La imagen del cádaver de Aylan Kurdi en un playa turca dio la vuelta al mundo y explicó por sí sola el drama de los refugiados sirios. Un niño de tres años muerto en una huida a la desesperada en busca de un futuro que ni siquiera tuvo la oportunidad de vislumbrar. Aquella playa fue testigo de lo que son muchas otras, la desesperación de miles de refugiados y también de inmigrantes que confían sus vidas a cualquiera que les prometa llegar a la anhelada Europa. Una Europa que no es la tierra soñada.

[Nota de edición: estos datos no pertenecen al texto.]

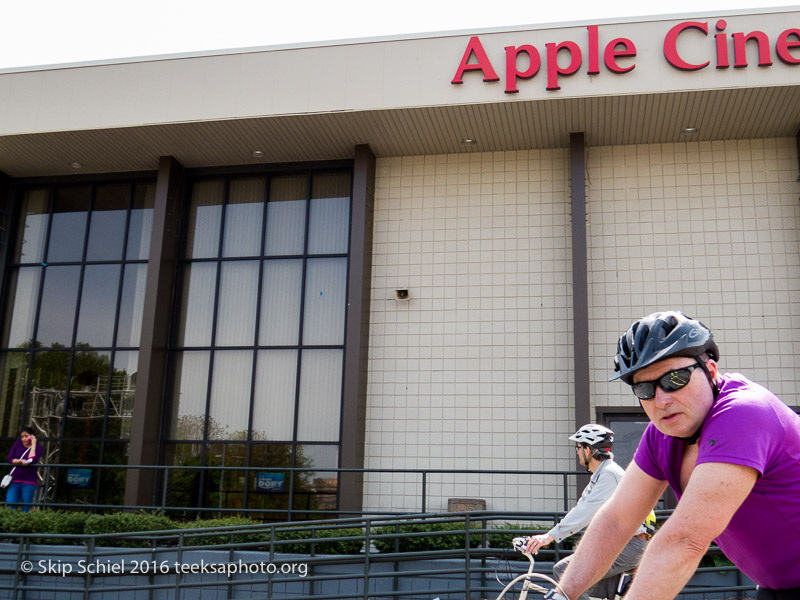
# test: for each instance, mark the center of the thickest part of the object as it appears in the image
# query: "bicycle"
(519, 544)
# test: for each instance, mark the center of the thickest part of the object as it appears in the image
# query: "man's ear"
(711, 365)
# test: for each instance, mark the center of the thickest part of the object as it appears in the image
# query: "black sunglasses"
(669, 382)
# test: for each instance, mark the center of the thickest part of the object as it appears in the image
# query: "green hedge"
(56, 523)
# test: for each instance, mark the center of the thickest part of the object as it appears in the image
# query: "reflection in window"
(129, 327)
(34, 219)
(98, 306)
(238, 294)
(280, 302)
(60, 368)
(258, 348)
(190, 377)
(243, 217)
(273, 401)
(58, 304)
(205, 218)
(286, 215)
(320, 395)
(197, 305)
(23, 289)
(107, 224)
(68, 227)
(13, 376)
(326, 285)
(329, 219)
(230, 395)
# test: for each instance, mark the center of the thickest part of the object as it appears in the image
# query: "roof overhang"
(318, 103)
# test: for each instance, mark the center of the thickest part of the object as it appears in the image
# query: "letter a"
(483, 65)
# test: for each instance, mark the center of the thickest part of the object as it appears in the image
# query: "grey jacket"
(602, 484)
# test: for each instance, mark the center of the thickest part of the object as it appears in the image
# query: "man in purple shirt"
(729, 449)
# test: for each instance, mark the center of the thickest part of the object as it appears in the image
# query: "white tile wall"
(475, 370)
(712, 229)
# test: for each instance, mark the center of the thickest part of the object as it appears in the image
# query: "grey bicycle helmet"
(659, 336)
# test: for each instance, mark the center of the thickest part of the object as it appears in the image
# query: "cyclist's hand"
(538, 541)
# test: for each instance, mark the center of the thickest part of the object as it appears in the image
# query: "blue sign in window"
(269, 482)
(79, 478)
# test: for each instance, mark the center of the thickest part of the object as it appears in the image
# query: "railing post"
(424, 489)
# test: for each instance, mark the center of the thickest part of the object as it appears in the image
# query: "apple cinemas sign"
(618, 55)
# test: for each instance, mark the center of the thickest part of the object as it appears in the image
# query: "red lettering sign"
(784, 45)
(484, 65)
(512, 73)
(671, 45)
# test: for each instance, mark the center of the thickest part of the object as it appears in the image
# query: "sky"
(44, 32)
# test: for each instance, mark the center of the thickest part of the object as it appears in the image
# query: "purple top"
(24, 473)
(747, 425)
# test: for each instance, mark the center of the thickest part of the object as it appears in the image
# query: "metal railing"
(467, 556)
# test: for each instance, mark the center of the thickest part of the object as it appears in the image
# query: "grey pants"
(628, 559)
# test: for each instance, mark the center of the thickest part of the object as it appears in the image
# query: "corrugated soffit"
(509, 125)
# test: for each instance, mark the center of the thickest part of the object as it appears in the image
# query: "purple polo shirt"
(747, 425)
(24, 473)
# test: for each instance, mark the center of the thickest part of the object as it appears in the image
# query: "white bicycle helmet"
(597, 437)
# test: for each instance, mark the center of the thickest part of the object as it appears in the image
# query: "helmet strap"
(692, 439)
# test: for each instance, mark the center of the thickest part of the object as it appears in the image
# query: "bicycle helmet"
(597, 437)
(659, 336)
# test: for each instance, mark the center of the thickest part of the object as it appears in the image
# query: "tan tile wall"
(475, 370)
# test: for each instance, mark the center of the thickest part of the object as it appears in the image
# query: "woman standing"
(24, 455)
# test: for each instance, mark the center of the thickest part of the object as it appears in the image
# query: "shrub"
(127, 522)
(216, 539)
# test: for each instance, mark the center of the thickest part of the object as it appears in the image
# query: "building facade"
(398, 255)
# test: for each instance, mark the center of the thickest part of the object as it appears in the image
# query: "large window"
(258, 341)
(70, 340)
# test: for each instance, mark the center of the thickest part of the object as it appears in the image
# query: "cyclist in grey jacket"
(593, 445)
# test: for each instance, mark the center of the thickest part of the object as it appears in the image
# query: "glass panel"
(286, 215)
(183, 485)
(67, 232)
(273, 403)
(23, 288)
(326, 282)
(88, 390)
(320, 395)
(33, 226)
(59, 300)
(141, 221)
(48, 391)
(321, 486)
(329, 216)
(112, 481)
(123, 389)
(243, 217)
(238, 295)
(13, 375)
(190, 383)
(225, 489)
(205, 217)
(280, 302)
(197, 304)
(107, 224)
(269, 485)
(129, 328)
(230, 395)
(77, 453)
(98, 306)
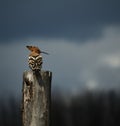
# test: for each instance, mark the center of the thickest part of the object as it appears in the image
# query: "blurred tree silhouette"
(88, 109)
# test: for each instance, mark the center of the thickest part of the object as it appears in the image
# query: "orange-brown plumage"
(35, 51)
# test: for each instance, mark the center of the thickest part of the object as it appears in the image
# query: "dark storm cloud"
(63, 18)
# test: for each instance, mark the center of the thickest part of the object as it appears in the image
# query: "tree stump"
(36, 98)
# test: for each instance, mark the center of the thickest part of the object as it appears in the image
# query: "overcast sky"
(82, 37)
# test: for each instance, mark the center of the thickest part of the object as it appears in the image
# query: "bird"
(35, 58)
(35, 51)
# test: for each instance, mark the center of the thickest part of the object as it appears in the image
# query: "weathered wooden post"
(36, 95)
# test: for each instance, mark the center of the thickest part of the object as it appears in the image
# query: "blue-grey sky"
(82, 37)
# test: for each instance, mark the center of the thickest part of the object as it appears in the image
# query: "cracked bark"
(36, 98)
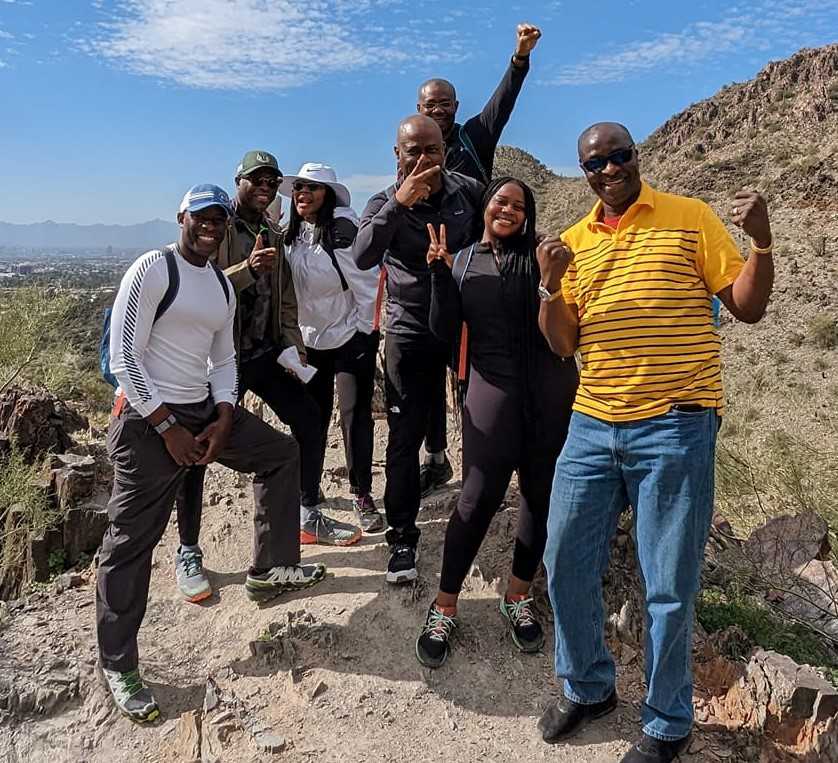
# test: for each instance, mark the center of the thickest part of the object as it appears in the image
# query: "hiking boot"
(319, 528)
(369, 517)
(526, 631)
(131, 696)
(565, 717)
(266, 585)
(651, 750)
(433, 476)
(189, 573)
(402, 565)
(432, 646)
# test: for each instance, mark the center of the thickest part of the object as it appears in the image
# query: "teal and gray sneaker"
(266, 585)
(325, 531)
(526, 631)
(131, 696)
(191, 578)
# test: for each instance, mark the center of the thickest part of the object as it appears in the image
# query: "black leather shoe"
(565, 717)
(651, 750)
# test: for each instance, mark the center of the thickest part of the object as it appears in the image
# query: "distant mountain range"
(71, 236)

Una Europa que habla de cuotas, no de personas, un continente que en las fronteras coloca vallas de alambre de espino, una Europa que tiene países miembros que aprueban despojar a los refugiados de algunos de sus bienes porque el arrebatar la propia vida parece no ser suficiente. Esa es la Europa sin fronteras y sus soluciones.

En la raíz del problema, que no tiene fácil solución, no hay que olvidar que los refugiados sirios huyen de una guerra que les prohíbe tener futuro y mucho menos presente. La huida está motivada por la imposibilidad de convivir permanentemente con el miedo. Entre las bombas también aparece otro arma importante, el hambre, otra de las razones de las corrientes migratorias sobre todo las que tienen su origen en el continente africano.

La imagen de Aylan Kurdi, que podría haber sido la de cualquier otro niño, la conocimos en agosto de 2015 y medio año después parece que ese problema ha desaparecido. Pero no nos equivoquemos porque las fronteras europeas, las playas de Europa y sus mares siguen llenándose de cadáveres de personas que desean pisar su tierra. Nada ha mejorado, el frío empeora las condiciones de estos miles de personas, que aunque las midamos por número siguen siendo seres humanos. Mientras muchos de ellos mueren al emprender un viaje de futuro incierto, quienes gobiernan en esa Europa que anhelan siguen siendo incapaces de aportar soluciones que puedan alcanzar esa catalogación.